On 25th October 1950, Kurt and his partner, Jimmy Prince, were conducting an aerial mineral survey around remote Mount Butterfield in Western Australia. Running low on fuel, Kurt put the Moth down on Lake Hopkins, a dry salt lake, to refuel from jerry cans. As he taxied after landing, one wheel sank through the surface and bogged, causing the Moth to tip onto its nose and snap about fifteen inches off each propeller blade.

“So there we were,” said Kurt, “Nose in the mud, tail in the air, up the creek without a paddle - or even any Minties for a moment like this.”

Their most immediate requirement being to obtain water, they needed a spade. Kurt removed the broken propeller from the Moth and used it to dig a hole in the salt. About a metre down he found brine. Using two jerry cans he made a condenser which yielded about six litres of fresh water a day.

Their next priority was to find a way back to civilisation.
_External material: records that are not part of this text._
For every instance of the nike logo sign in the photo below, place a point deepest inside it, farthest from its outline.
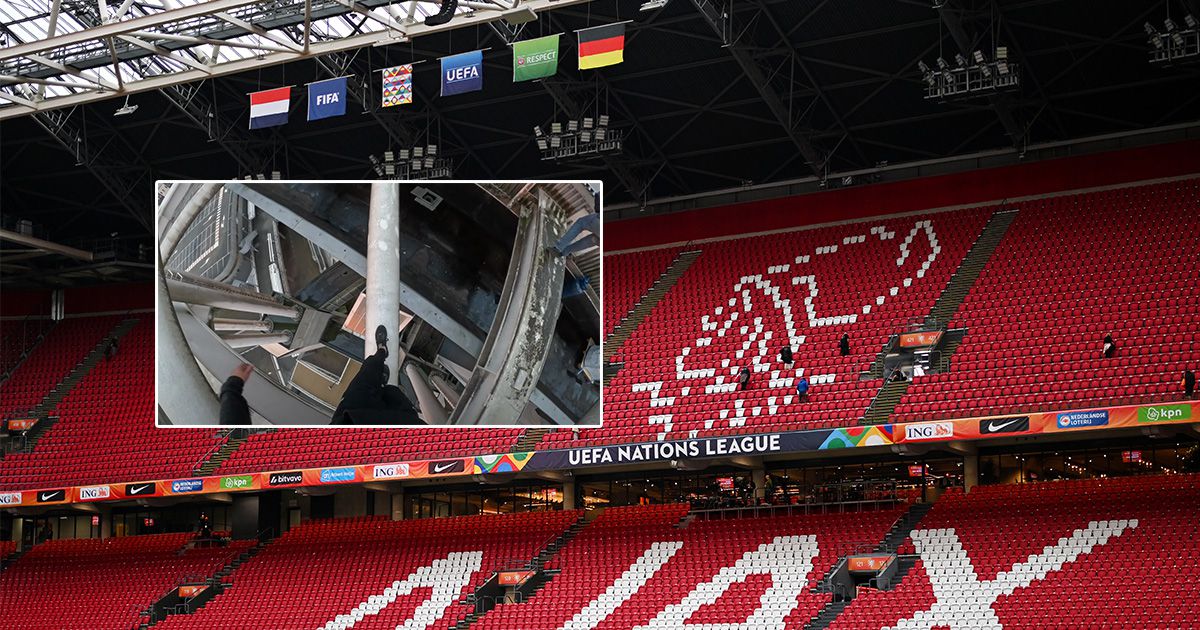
(1001, 426)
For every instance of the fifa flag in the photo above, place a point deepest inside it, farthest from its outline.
(601, 46)
(462, 73)
(327, 99)
(397, 85)
(534, 59)
(269, 108)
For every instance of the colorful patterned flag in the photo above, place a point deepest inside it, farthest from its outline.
(327, 99)
(534, 59)
(269, 108)
(462, 73)
(397, 85)
(601, 46)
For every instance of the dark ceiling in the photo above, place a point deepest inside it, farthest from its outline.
(843, 75)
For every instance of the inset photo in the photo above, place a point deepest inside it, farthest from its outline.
(378, 303)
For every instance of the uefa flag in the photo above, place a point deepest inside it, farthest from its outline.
(397, 85)
(327, 99)
(534, 59)
(269, 108)
(462, 73)
(601, 46)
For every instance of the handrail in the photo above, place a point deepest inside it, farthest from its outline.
(221, 433)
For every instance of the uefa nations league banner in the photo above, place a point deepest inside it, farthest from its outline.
(681, 449)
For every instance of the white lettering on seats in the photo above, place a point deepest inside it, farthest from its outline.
(787, 559)
(624, 587)
(448, 576)
(755, 335)
(965, 601)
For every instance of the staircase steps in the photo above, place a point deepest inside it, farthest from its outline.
(529, 438)
(880, 409)
(52, 400)
(235, 439)
(827, 615)
(897, 534)
(903, 527)
(633, 319)
(969, 270)
(537, 564)
(940, 315)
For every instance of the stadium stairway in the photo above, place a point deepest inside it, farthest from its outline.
(81, 370)
(940, 315)
(897, 534)
(529, 438)
(647, 303)
(216, 585)
(217, 456)
(538, 565)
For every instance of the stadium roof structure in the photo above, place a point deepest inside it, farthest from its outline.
(759, 99)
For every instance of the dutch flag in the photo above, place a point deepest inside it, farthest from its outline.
(269, 108)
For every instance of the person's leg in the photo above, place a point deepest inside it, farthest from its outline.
(587, 241)
(588, 222)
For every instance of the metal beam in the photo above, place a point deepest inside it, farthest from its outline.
(119, 28)
(361, 40)
(717, 19)
(46, 246)
(510, 364)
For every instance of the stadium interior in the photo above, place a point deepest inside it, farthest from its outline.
(899, 306)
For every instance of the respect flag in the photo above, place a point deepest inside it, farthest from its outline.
(601, 46)
(534, 59)
(462, 73)
(327, 99)
(397, 85)
(269, 108)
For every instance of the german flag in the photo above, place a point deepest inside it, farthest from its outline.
(601, 46)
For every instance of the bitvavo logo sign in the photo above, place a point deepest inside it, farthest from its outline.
(334, 475)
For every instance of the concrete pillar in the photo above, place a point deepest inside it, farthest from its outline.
(247, 341)
(190, 394)
(970, 472)
(240, 325)
(569, 495)
(431, 408)
(18, 529)
(383, 273)
(106, 522)
(397, 504)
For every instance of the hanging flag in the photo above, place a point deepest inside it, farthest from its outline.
(269, 108)
(534, 59)
(327, 99)
(462, 73)
(397, 85)
(601, 46)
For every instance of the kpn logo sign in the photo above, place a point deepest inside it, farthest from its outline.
(237, 481)
(1164, 413)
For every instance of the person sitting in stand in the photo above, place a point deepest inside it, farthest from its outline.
(802, 389)
(785, 357)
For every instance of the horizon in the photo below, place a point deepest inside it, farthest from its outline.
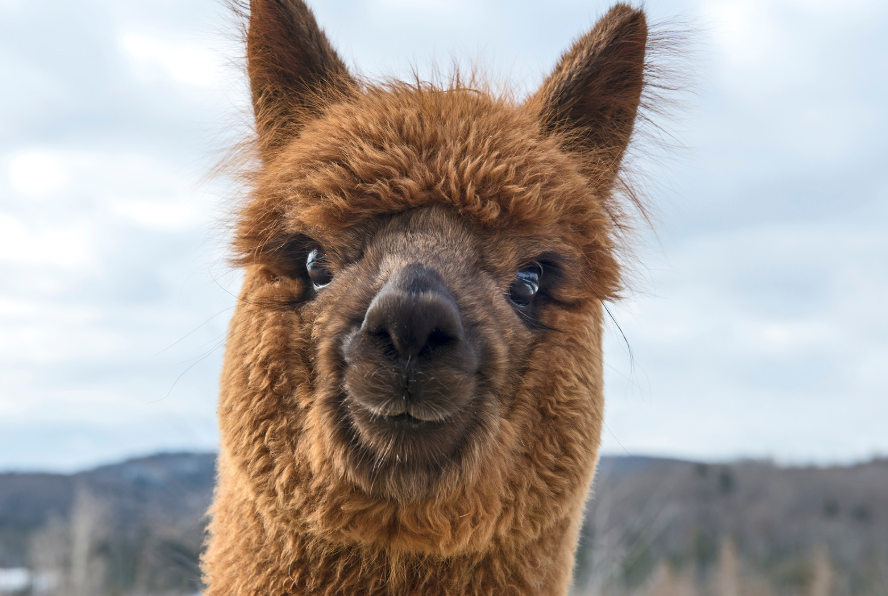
(756, 328)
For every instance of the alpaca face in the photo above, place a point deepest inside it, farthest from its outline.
(416, 357)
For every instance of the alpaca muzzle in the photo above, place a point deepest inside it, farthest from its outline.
(412, 364)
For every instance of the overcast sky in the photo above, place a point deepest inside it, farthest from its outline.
(758, 325)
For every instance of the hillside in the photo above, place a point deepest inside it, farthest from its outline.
(654, 526)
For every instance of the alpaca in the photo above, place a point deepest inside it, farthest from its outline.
(411, 400)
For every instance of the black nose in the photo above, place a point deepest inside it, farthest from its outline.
(414, 315)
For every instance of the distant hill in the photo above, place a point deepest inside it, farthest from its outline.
(137, 527)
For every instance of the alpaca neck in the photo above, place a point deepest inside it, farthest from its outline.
(246, 557)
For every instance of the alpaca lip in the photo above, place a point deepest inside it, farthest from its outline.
(404, 418)
(406, 415)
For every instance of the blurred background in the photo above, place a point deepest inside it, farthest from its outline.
(747, 420)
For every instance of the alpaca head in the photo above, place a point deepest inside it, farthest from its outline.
(415, 360)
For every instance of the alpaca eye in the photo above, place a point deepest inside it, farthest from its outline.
(526, 285)
(316, 265)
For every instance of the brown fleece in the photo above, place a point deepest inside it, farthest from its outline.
(312, 497)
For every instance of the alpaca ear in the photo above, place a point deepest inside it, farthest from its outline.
(593, 94)
(292, 68)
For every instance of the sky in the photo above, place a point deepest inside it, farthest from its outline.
(756, 325)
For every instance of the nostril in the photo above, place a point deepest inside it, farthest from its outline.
(438, 339)
(413, 315)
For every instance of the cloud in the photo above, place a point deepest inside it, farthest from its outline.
(187, 63)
Kurt examined the propeller stump. If he could just balance it, might it possibly develop sufficient thrust to pull the Moth into the air? There was nothing to lose by trying. Balancing the wooden propeller on the blade of a screwdriver, Kurt set about trimming it with a hatchet. Eventually, having achieved a good balance, he refitted the propeller to the Moth. His next task was to lighten the aircraft as much as possible. Finally he was ready to attempt a take-off.

The broken propeller is now on display at the Central Australian Aviation Museum, Alice Springs.

Leaving Jimmy with the still and most of their food, Kurt climbed aboard, started the engine, lined the aircraft up and opened the throttle. Slowly the Moth accelerated. When it had almost achieved flying speed the wheels hit a wash-out which bounced the Moth into the air. With the engine dangerously over-revving, the Moth remained airborne . . . but only just.

Unable to climb, Kurt spotted a wedge tailed eagle in a thermal and headed towards it. Turning in the thermal, Kurt slowly climbed until he had sufficient height to risk reducing his engine revs. Finding the minimum throttle setting which enabled him to maintain altitude, he nursed the Moth back to his Ehrenberg base camp where he landed safely. Then, taking a second Moth, Kurt returned for Jimmy Prince.

After fitting a new propeller, the expedition returned to Alice Springs.

Kurt Johannsen - resourceful or what?